Ahlam est le prénom d’une fille âgée de dix ans. Chétive, on la voit porter un bidon rempli d’eau qu’elle va ramener à sa famille obligée de se déplacer dans le sud de Gaza afin de se mettre à l’abri des bombardements de forces armées israéliennes. Elle, sa mère, son père et ses deux frères sont entassés dans un refuge qui ressemble à une tente. Au nord de Gaza où nous vivions, je fréquentais régulièrement l’école, dit-elle. J’étais toujours placée

parmi les premiers de ma classe. Ma maîtresse ne cesse de m’encourager et me dit: si tu continues comme ça, tu auras un bel avenir, tu t’appelles Ahlam, ton nom te va bien car tes rêves vont sûrement être réalisés, tu bosses bien, et donc tu seras récompensée. Je ne savais pas que ce massacre allait détruire mes rêves, nous confie-t-elle. Désormais, le nom d’Ahlam se transforme en cauchemar. Il n’a plus qu’un souhait, c’est de survivre.  Si la notion du Droit prend sa légitimité de son universalité, c’est que son application doit être générale et son distinction aucune. Ahlam, tout comme le reste des enfants de Gaza, est privée du Droit à la scolarisation à cause du massacre qui dure plus de cinq mois. Il se trouve que le silence, voire la complicité brouillent   le droit. Du coup, le plaisir de philosopher se convertit en amertume.

Je ne pense plus à l’école, je n’ai qu’un souci est de survivre. J’étais étonné par sa conception de survie engendrée par le trauma colonial. Voici ce que nous livre Ahlam. Depuis que nous avons quitté le nord de Gaza malgré nous, j’ai cru que les bombardements allaient s’amoindrir, hélas, ils se sont intensifiés. Il vaut mieux mourir que de vivre ce cauchemar tout le temps.  J’aurais aimé mourir sous les décombres de notre maison au nord de Gaza que de survivre sous un abri en plastique. Le sommeil ne fait plus partie de notre quotidien. Comment peut-on dormir alors que l’image d’une bombe qui va nous tomber dessus ne nous quitte pas ?  A mon avis, il vaut mieux mourir que survivre.  On ne sent qu’une seule odeur qui circule dans ces quartiers où sont entassés plus d’un million de réfugiéEs, celle de la mort. Aucun signe de joie, que des pleurs. Notre mort qui voisine la survie est double. Nous voulons échapper à la mort perpétrée par les bombardements de forces armées israéliennes, alors que la mort qu'entraîne la faim nous guette. Pour moi, aller chercher de l’eau pour survivre veut dire rencontrer la mort. Et si par hasard, la mort n’est pas au rendez-vous, la survie en esquive   la date et essaye coûte que coûte de reporter ce rendez-vous que seule la mort a le pouvoir de fixer. Aujourd’hui, demain, après-demain, qui sait.
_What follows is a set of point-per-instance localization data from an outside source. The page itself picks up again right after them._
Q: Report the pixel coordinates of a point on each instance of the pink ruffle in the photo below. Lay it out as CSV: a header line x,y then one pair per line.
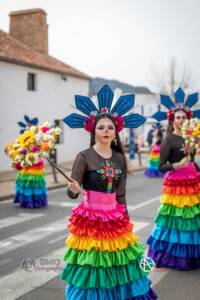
x,y
94,214
184,176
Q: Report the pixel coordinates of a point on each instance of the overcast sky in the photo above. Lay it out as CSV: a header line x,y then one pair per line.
x,y
119,39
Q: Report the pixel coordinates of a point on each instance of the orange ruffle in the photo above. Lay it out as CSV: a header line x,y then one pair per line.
x,y
181,190
100,232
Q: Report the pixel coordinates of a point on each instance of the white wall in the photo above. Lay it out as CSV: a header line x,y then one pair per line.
x,y
50,101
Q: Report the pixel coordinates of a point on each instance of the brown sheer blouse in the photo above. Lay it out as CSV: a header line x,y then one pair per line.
x,y
93,172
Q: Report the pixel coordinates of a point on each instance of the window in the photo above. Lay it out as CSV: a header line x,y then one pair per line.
x,y
31,82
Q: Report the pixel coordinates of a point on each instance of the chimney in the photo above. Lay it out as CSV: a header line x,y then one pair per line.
x,y
30,27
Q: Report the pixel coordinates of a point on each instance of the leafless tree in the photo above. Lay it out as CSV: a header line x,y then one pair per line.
x,y
167,79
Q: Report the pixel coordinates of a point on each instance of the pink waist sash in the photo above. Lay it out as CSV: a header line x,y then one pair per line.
x,y
99,200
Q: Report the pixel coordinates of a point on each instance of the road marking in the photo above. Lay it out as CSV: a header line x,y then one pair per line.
x,y
134,207
30,236
5,261
19,218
Et pendant ce temps-là que la machine génocidaire marche comme le veut l’oncle Sam, notre pseudo intellectuel, et faux philosophe qui récolte l’émerveillement de l’ignorance sur les plateaux de télévisions françaises spécule sur la notion de l’humain. Il fallait qu’il attende que le nombre de victimes du massacre de Gaza dépasse les quarante mille pour qu’il invente une nouvelle prophétie sur la notion de l’humain. Lui qui sifflote sa bière dans le bistro du quartier huppé à Montparnasse, ne connaît pas la souffrance et la survie, il se contente de les théoriser. Ce n’est que tardivement, à cause d’une fausse prise de conscience qu’il prétend réaliser l’ampleur du désastre en appelant Kant et Nietzsche à la rescousse d’un discours camouflant les dessous haineux d’autrui.  Je lui dis : la maturité se trouve dans l’amertume. Ahlam est plus mûre que toi.